During the London 2012 Olympics, a UK bookshop owner decided to hand out specially-designed medals to athletes who finished fourth at the Games. David Mitchell told the BBC that he started the project to compensate for “an increase in competitiveness and higher standards” at the Olympics.

How an athlete processes their performance of course depends on their own standards and expectations; the same finishing position could be despair for one and joy for another.

“I feel a little bit dead inside and it’s killing me,” British taekwondo athlete Bianca Walkden said after winning her second Olympic bronze medal in Tokyo. “It’s a medal, just not the color I wanted. I might paint it over when I get home, no one has to know.”

According to Bishop, the conflation of success with the color of an Olympic medal is partly driven by the media and the language that surrounds the Games — as evidenced during her own silver-medal-winning race — and partly by the value governments confer on medal-winning athletes.

Indeed, the irony that her own medal has given her a platform to challenge perceptions of sporting success doesn’t escape her.

“I’m obviously not against trying to do your best and trying to deliver your best performance,” she said. “I have nothing against that, it’s a great human pursuit. But to do that in isolation is where it becomes less fulfilling.”

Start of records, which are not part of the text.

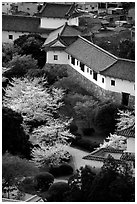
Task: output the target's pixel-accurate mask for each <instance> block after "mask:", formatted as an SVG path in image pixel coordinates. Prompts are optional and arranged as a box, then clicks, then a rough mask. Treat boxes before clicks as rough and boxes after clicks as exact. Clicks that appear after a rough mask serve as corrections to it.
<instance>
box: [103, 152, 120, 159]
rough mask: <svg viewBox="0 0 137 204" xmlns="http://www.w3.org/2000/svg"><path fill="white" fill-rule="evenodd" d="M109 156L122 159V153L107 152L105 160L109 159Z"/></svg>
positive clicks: (114, 157) (106, 153)
mask: <svg viewBox="0 0 137 204" xmlns="http://www.w3.org/2000/svg"><path fill="white" fill-rule="evenodd" d="M108 155H111V156H112V157H113V158H114V159H120V157H121V153H109V152H105V158H107V157H108Z"/></svg>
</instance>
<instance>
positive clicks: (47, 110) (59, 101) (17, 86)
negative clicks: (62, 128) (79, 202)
mask: <svg viewBox="0 0 137 204" xmlns="http://www.w3.org/2000/svg"><path fill="white" fill-rule="evenodd" d="M13 80H14V81H13V82H12V86H8V87H7V89H6V93H5V96H4V98H3V104H4V105H5V106H6V107H9V108H11V109H12V110H14V111H16V112H18V113H21V115H22V117H23V121H24V122H25V123H28V124H29V123H32V122H35V121H37V122H46V121H51V119H52V117H53V115H55V114H57V110H58V109H59V108H60V106H62V102H61V99H62V96H63V91H62V90H61V89H55V88H53V89H52V90H49V89H47V88H46V87H43V84H44V83H46V82H45V81H44V79H40V78H35V79H33V80H31V79H30V80H29V79H27V78H23V79H15V78H14V79H13Z"/></svg>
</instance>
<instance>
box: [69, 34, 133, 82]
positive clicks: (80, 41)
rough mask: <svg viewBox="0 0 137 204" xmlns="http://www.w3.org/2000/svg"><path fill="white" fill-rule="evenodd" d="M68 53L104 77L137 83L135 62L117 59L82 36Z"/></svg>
mask: <svg viewBox="0 0 137 204" xmlns="http://www.w3.org/2000/svg"><path fill="white" fill-rule="evenodd" d="M66 52H67V53H68V54H70V55H72V56H73V57H75V58H76V59H78V60H79V61H81V62H82V63H84V64H85V65H87V66H88V67H90V68H91V69H93V70H94V71H96V72H99V73H101V74H102V75H104V76H109V77H114V78H119V79H123V80H128V81H135V61H133V60H128V59H121V58H117V57H116V56H114V55H112V54H111V53H109V52H107V51H105V50H104V49H102V48H100V47H99V46H97V45H95V44H94V43H92V42H90V41H88V40H86V39H84V38H83V37H81V36H79V38H78V39H77V40H76V41H75V42H74V43H72V44H71V45H70V46H69V47H67V48H66Z"/></svg>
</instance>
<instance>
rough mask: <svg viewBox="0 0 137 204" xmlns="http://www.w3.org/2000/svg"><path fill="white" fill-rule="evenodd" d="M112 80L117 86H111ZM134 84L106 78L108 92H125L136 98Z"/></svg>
mask: <svg viewBox="0 0 137 204" xmlns="http://www.w3.org/2000/svg"><path fill="white" fill-rule="evenodd" d="M111 80H115V86H111ZM134 84H135V83H134V82H129V81H126V80H121V79H114V78H110V77H106V90H110V91H114V92H118V93H121V92H125V93H129V94H130V95H132V96H135V90H134Z"/></svg>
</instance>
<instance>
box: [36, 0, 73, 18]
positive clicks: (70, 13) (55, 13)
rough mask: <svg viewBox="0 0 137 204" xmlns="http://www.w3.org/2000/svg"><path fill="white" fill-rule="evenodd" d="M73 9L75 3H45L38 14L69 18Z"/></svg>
mask: <svg viewBox="0 0 137 204" xmlns="http://www.w3.org/2000/svg"><path fill="white" fill-rule="evenodd" d="M74 10H75V4H58V3H46V4H45V5H44V6H43V7H42V9H41V10H40V12H39V13H38V16H41V17H47V18H66V19H67V18H69V17H71V15H72V14H73V12H74Z"/></svg>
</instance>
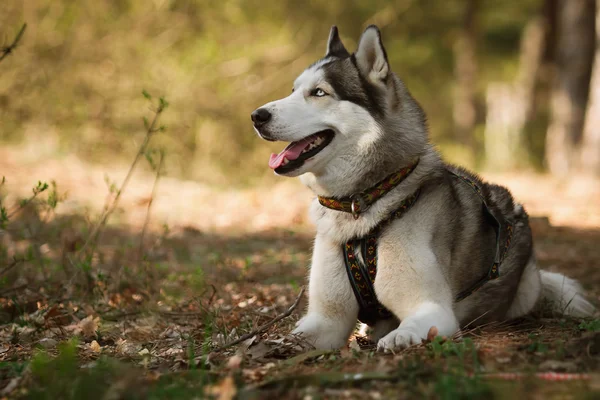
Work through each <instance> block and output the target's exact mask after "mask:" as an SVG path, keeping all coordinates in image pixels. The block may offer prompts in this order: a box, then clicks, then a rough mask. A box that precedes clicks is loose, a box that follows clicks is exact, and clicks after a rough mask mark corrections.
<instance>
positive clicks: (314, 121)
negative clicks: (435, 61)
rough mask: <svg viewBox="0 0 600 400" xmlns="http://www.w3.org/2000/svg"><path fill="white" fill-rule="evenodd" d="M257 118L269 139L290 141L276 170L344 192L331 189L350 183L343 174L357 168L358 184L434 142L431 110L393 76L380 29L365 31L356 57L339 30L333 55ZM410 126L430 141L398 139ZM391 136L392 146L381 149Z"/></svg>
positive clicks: (287, 175)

The Tokyo Olympics — which have so far seen gymnast Simone Biles withdraw from events to protect her mental health and tennis player Naomi Osaka speak of the pressure of performing in front of a home crowd — perhaps provide an opportunity to re-frame the concept of success.

Michael Phelps, the most decorated Olympian of all time with 23 gold medals, has described experiencing “a major state of depression” after each Olympics. Today, Phelps is a passionate advocate for mental health awareness.

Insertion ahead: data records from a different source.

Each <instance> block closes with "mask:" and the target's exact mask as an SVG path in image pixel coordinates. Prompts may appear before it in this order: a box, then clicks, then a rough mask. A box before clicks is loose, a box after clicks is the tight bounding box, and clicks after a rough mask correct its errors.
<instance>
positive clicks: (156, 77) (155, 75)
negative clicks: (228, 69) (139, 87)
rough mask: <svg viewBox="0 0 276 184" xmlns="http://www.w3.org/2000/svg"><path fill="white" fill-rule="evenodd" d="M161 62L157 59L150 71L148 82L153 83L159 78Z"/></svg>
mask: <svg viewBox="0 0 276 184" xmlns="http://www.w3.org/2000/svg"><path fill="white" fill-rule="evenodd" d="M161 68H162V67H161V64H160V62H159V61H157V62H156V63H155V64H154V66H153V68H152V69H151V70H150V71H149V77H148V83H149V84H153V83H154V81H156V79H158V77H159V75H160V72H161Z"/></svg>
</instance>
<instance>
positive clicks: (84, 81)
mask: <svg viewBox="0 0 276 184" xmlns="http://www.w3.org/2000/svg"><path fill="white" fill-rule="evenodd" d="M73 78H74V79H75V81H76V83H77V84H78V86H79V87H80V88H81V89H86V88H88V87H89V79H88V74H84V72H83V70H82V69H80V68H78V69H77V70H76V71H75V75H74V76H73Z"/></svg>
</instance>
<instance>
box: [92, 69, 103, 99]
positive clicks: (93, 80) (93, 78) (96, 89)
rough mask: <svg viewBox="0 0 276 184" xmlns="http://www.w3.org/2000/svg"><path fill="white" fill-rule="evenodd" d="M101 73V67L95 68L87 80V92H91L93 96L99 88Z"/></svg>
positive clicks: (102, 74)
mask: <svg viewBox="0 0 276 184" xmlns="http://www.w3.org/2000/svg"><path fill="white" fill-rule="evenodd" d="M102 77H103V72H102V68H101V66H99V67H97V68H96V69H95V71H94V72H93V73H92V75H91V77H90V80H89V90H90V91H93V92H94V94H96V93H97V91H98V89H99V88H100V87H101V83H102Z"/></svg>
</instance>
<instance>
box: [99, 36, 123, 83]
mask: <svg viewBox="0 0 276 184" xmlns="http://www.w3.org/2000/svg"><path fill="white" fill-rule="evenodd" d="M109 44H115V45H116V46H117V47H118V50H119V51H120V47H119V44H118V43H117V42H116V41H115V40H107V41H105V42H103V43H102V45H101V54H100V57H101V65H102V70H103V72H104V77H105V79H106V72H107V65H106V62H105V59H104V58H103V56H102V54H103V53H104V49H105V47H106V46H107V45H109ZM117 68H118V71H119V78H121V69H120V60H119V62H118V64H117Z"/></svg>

“Those moments and those feelings and those emotions for me are light years better than winning the Olympic gold medal,” Phelps has said of being able to help others by sharing his experience of depression.

That the Olympics are ongoing in the midst of the Covid-19 pandemic may also allow athletes to view their performances in a new light.

“I think in many ways, athletes are grateful that they have the opportunity to race,” Bishop said.

“Gratitude is a great frame of mind to take into a sporting event. It’s a privilege; nobody dies; it’s not a life and death situation. And we’ve seen lots of life and death situations over the last year.”